Voleva che andasse avanti e poichè era pur sempre un egoista, voleva che lo
amasse per sempre. Quest’ultima cosa gli sembrava garantita. Non riusciva a immaginarsi di non mancarle, che Rangiku
smettesse di amarlo ardentemente come adesso. Una parte di lui gli diceva che era
un irrazionale e un illuso. Il tempo poteva erodere anche i sentimenti più
ardenti e se Rangiku fosse sopravvissuta, eventualmente quello che sentiva per
lui sarebbe diminuito. Col
tempo, sarebbe andata avanti. Avrebbe potuto imparare ad amare un altro. Anche se probabilmente lui avrebbe sempre avuto un posto
nel suo cuore. E così si ritrovò di fronte a un altro dilemma, non voleva che
lei fosse miserabile ma non voleva neanche perdere il posto nel suo cuore. Voleva
che lei fosse sua per sempre. Era una posizione insostenibile.
“Dannazione,
Rangiku.” Sussurrò nel vuoto della sua cella, “Sei tutto quello che ho e a
volte vorrei non averti. Se non ti avessi, non avrei nulla per cui sperare. La
mia speranza sarebbe morta. Ma ora, tutto ciò che posso fare è sperare. Sperare
di vederti ancora, anche se sarà l’ultima volta.”
Non è che voleva smettere di mangiare,
più che altro non riusciva a trattenerlo.

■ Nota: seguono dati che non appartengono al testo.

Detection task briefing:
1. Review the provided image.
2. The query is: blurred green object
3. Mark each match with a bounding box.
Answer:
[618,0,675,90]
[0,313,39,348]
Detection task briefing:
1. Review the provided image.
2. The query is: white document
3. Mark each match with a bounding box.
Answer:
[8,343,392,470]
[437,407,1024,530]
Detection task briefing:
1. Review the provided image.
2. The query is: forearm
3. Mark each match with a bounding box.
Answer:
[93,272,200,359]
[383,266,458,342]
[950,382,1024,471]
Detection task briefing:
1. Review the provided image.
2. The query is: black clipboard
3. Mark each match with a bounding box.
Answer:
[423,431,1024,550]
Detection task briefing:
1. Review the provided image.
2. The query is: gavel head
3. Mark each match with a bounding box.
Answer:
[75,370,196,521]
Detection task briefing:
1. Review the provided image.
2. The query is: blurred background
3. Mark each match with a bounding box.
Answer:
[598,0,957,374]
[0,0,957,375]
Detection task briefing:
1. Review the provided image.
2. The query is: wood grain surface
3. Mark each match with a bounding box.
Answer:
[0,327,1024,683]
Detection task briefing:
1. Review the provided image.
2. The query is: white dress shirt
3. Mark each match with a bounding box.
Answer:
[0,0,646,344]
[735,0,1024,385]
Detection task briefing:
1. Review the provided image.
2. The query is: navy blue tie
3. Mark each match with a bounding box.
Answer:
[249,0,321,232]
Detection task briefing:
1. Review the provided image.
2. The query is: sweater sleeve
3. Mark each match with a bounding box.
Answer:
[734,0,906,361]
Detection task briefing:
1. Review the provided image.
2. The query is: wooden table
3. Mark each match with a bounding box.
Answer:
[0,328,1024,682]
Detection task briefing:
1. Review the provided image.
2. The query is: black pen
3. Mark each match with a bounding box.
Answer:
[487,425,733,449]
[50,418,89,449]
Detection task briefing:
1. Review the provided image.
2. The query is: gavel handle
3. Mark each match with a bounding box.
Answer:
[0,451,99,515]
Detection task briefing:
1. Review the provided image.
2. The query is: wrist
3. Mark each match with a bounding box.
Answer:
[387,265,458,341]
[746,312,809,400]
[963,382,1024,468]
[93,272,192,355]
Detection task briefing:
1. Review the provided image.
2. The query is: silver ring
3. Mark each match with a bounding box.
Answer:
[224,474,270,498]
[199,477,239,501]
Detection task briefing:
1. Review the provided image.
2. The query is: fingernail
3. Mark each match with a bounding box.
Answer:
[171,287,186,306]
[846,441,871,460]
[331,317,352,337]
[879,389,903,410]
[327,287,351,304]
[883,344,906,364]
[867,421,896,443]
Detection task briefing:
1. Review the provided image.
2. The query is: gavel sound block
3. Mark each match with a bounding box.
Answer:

Anche i suoi adorati cachi essiccati
sapevano di cenere e quando riusciva a combattere il sapore tanto da ingoiarli,
il suo corpo li rifiutava e finiva per vomitare anche quel poco che aveva
mangiato. Avevano finito per doverla nutrire attraverso una flebo ma non
migliorava. Si stava pian piano distruggendo davanti ai loro occhi.
“Non c’è niente che possiate fare?”
Domandò Hitsugaya. “Deve esserci qualcosa!”
Il Capitano Unohana scosse la testa con
tristezza. “Abbiamo cominciato a somministrarle degli antidepressivi ma hanno
solo portato a reazioni negative. Questo nuovo sintomo è la manifestazione
fisiologia che suo stato psicologico. Non vuole più vivere e così il suo corpo
si sta rifiutando di farlo. A questo punto non c’è nulla che io possa fare.”
“Dev’esserci qualcosa, qualcuno che
possa aiutare!” Affermò Hitsugaya. “Per favore! Non voglio che muoia! Se non fosse stato per Matsumoto
non sarei mai diventato uno shinigami. Se non fosse stato per lei avrei ucciso
mia nonna coi miei stessi poteri senza neanche accorgermene. Non ha mai detto
che sono come il ghiaccio, proprio come la nonna, non l’ha mai detto. Non
può lasciarla morire.”
Il
Capitano Unohana chiuse gli occhi per un momento e quando li riaprì erani più
decisi che mai. “Allora, c’è solo una strada da prendere. Devi aiutarmi a
convincere il Comandante a lasciare che le portiamo Ichimaru Gin.”
“No” Disse il Capitano Comandante
Yamamoto. “Ichimaru Gin è troppo pericoloso per lasciarlo uscire dalla sua
cella. Lascierà la sua cella solo quando sarà portato alla Torre Biance e
lescierà la Torre Bianca
solo quando sarà il momento di condurlo alla Sokyoku Hill.”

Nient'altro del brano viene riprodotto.